My point was, while I think people should be comfortable paying for services,
claiming they should demand to pay instead of getting it free is a bit absurd.
It's not like there are no paid more feature-rich alternatives for uploading
photos, or that web users just don't pay for online; it's just that Instagram,
Twitter & co wouldn't grow to those numbers if they were a paid service. Prove
me wrong, but I also got the feeling Pinboard users are there for the
statement, not because they believe bookmarking links is worth $10.

------
zalew
"X has Y millions of users, if they charged $5..." yeah, right. I am willing
to pay for online services, but sharing phone pictures of coffee mugs or
posting status messages isn't one of them. I bet most people feel the same.

------
crististm
"You might call this the anti-free-software movement." - More like anti-free-
services movement. There is nothing wrong with free software.

------
fpgeek
Why It Doesn't Matter If You Pay for Software, Sparrow Edition

[http://mattgemmell.com/2012/07/21/entitlement-and-
acquisitio...](http://mattgemmell.com/2012/07/21/entitlement-and-acquisition/)

------
belorn
>It's amazing what power we gain in becoming paying customers instead of the
product being sold.

Since when did customer have any power what so ever in regard to products and
services? DRM'infested products, streaming services that throw anti-piracy ads
down consumers throat, and other similar things.

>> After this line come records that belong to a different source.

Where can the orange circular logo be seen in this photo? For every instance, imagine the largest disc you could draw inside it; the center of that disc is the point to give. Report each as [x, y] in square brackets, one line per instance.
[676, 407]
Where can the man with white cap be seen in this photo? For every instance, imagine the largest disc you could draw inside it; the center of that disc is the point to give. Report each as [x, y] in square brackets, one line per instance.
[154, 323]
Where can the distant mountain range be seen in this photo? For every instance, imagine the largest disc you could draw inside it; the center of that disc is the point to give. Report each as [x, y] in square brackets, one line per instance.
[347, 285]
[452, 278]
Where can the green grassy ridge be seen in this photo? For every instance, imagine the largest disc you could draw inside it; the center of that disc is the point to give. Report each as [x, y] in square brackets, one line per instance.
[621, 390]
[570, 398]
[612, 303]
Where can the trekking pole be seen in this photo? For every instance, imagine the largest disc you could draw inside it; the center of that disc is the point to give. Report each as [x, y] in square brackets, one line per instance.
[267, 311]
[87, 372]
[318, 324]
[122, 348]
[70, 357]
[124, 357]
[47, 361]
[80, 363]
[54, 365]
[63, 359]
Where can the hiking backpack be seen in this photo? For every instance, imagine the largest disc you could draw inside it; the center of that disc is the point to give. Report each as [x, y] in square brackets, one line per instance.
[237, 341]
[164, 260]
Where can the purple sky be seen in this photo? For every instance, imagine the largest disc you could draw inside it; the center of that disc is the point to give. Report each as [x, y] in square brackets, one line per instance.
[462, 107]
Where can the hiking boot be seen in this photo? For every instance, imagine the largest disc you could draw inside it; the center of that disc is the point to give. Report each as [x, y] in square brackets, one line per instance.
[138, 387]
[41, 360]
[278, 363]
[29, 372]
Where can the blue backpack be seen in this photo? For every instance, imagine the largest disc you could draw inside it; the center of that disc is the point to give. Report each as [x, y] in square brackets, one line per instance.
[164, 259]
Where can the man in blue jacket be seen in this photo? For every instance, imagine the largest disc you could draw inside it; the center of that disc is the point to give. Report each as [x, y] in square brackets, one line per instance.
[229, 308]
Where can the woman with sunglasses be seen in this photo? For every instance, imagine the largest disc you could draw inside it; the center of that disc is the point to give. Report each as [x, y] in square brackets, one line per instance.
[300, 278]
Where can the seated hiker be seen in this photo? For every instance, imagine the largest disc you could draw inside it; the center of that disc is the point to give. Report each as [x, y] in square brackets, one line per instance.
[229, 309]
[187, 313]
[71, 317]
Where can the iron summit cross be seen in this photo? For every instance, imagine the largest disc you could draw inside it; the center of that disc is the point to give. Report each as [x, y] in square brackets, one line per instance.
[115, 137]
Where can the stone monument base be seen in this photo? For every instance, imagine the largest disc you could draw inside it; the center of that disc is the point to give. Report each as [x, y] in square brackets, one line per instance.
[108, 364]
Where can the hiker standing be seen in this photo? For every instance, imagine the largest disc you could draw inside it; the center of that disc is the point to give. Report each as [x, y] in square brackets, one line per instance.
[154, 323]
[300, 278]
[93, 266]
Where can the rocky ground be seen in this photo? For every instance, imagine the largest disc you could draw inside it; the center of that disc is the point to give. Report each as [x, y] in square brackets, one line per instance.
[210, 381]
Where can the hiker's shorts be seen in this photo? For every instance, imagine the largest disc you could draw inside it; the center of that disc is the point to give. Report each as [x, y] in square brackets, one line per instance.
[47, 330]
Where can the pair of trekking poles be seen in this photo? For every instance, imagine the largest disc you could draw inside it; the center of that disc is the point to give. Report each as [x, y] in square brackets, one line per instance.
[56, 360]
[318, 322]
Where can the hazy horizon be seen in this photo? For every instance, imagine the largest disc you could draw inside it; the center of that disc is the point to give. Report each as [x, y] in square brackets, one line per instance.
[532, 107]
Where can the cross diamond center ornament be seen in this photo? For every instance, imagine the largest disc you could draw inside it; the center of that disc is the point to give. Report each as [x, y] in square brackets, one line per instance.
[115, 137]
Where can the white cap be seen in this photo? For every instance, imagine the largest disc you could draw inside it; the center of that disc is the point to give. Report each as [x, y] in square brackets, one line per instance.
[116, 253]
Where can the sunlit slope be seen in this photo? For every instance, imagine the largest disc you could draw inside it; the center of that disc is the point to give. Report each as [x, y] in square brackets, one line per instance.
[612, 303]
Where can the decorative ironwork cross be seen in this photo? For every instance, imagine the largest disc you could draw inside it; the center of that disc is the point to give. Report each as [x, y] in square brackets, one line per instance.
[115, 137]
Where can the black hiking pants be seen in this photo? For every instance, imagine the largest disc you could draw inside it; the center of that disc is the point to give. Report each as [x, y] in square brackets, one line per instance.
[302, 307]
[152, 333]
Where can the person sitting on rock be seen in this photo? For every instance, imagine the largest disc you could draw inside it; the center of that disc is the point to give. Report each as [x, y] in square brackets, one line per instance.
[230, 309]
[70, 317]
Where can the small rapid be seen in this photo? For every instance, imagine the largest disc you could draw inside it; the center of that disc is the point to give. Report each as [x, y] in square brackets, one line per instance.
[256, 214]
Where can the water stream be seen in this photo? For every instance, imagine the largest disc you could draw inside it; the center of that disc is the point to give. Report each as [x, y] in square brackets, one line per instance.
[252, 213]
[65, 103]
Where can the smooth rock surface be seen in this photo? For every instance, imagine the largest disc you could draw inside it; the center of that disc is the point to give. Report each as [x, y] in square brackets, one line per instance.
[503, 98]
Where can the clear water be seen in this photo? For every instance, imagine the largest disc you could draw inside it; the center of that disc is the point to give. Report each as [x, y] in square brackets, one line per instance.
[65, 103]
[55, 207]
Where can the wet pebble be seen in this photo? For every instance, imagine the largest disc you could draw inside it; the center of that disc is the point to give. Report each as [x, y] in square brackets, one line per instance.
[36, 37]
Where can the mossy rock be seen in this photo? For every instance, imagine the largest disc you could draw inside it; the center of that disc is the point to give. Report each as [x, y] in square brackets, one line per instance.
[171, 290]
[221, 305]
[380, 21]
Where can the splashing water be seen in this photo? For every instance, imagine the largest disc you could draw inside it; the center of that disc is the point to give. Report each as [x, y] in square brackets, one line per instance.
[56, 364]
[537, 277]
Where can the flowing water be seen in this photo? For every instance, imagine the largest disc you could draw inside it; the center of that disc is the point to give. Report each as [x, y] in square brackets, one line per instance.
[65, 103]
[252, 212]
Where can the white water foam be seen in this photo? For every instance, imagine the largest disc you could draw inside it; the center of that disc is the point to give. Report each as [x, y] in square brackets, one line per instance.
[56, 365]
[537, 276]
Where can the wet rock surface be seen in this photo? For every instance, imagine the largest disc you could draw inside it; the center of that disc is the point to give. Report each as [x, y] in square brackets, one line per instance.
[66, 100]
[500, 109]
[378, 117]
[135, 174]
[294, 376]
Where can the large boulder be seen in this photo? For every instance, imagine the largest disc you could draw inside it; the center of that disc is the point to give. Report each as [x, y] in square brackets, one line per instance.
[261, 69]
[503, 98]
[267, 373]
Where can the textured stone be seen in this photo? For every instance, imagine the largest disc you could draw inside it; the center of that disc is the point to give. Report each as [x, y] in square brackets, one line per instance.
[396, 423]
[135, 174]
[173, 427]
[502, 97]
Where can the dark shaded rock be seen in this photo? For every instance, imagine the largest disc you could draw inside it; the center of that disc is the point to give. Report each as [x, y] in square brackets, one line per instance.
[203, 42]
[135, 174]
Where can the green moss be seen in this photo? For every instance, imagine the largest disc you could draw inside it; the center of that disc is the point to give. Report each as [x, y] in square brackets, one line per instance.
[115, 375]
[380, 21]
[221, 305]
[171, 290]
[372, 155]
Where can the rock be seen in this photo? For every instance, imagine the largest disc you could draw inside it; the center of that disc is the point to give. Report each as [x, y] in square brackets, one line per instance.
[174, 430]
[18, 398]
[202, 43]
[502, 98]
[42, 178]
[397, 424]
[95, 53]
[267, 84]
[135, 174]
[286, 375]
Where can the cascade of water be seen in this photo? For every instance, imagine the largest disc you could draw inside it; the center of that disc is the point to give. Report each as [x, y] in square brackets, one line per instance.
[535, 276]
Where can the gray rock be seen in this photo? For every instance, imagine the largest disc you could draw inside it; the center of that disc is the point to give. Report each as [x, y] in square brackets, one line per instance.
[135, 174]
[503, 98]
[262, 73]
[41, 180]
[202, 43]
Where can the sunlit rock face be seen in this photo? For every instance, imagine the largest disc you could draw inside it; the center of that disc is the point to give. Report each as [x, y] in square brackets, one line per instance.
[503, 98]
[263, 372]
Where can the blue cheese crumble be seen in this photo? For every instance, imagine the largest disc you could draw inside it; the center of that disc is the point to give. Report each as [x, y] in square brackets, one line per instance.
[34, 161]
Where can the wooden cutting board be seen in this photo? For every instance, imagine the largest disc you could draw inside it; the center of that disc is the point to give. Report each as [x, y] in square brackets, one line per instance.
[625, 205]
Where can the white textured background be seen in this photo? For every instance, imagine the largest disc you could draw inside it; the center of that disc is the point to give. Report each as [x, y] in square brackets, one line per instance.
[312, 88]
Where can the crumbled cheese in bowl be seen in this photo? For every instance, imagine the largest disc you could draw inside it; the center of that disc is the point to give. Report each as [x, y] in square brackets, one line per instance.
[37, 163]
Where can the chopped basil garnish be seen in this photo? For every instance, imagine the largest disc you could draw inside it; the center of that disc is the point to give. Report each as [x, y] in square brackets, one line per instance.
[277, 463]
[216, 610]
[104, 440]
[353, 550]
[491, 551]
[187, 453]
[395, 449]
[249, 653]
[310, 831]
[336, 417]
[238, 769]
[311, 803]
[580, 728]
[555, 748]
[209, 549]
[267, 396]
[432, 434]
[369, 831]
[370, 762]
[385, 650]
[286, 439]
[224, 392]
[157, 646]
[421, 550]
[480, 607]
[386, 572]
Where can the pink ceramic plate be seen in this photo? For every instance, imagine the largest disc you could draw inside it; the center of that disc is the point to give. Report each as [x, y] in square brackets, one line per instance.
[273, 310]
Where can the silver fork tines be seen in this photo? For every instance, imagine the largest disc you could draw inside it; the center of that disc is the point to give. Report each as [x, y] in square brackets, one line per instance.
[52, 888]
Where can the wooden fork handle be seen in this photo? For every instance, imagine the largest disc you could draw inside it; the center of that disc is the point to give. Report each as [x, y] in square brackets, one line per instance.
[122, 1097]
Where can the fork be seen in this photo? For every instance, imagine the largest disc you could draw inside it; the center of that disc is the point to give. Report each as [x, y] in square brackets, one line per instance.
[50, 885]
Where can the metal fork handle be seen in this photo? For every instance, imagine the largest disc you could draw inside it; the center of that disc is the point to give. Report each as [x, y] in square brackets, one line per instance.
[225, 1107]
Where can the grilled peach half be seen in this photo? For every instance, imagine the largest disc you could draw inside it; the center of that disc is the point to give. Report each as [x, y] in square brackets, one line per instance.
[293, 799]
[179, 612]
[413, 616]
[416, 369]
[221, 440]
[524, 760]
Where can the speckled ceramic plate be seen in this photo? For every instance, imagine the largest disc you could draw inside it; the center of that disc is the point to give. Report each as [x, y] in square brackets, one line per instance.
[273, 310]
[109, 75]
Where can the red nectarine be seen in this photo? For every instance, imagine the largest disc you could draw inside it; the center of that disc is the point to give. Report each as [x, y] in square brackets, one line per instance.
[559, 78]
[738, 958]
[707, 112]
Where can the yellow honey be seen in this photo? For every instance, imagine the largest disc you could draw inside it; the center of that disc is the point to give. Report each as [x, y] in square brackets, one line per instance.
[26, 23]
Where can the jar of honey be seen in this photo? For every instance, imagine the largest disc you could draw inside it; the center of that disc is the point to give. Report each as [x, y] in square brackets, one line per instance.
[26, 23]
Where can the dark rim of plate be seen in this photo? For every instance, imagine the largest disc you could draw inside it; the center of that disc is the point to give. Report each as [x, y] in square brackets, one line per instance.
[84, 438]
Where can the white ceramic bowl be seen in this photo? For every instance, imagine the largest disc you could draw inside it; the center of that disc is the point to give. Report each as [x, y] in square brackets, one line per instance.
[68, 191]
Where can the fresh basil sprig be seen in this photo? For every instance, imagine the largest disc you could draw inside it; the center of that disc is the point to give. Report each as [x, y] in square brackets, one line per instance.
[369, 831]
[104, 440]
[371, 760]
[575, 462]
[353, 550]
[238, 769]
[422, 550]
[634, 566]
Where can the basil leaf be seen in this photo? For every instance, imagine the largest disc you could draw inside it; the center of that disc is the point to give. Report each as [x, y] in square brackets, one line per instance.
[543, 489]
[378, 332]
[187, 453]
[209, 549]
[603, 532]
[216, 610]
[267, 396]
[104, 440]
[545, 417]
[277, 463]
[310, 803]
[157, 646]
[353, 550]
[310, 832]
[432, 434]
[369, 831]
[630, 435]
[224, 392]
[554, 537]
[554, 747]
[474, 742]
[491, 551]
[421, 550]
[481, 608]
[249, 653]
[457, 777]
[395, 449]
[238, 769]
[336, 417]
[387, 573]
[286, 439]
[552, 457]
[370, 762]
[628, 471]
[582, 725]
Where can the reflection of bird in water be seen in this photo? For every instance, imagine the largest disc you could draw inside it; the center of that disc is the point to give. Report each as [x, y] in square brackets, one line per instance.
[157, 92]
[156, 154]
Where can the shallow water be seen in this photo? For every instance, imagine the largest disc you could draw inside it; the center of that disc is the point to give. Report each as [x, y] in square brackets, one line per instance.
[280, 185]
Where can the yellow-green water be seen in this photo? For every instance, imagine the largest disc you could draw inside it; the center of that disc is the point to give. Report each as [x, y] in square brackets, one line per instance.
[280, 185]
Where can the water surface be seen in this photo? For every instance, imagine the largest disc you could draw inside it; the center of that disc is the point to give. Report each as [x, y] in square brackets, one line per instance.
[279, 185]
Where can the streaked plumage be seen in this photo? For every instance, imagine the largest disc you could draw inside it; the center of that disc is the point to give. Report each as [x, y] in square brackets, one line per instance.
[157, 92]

Paying for a product or service don't mean that a company will suddenly start
acting ethical.

------
AndrewKemendo
Wasn't app.net largely using similar sounding arguments to reasonable effect?
This isn't anything new.

------
eloisant
The sad truth is that even when you pay, the service will still monetize your
profile and data.

------
001sky
This is basically like assigning a copyright to all your creative work for
free to FB/Instagram to use for Marketing Purposes. Seems Non-trivia, if it is
true.

TL;DR==Bait and Switch. Oldest game it town.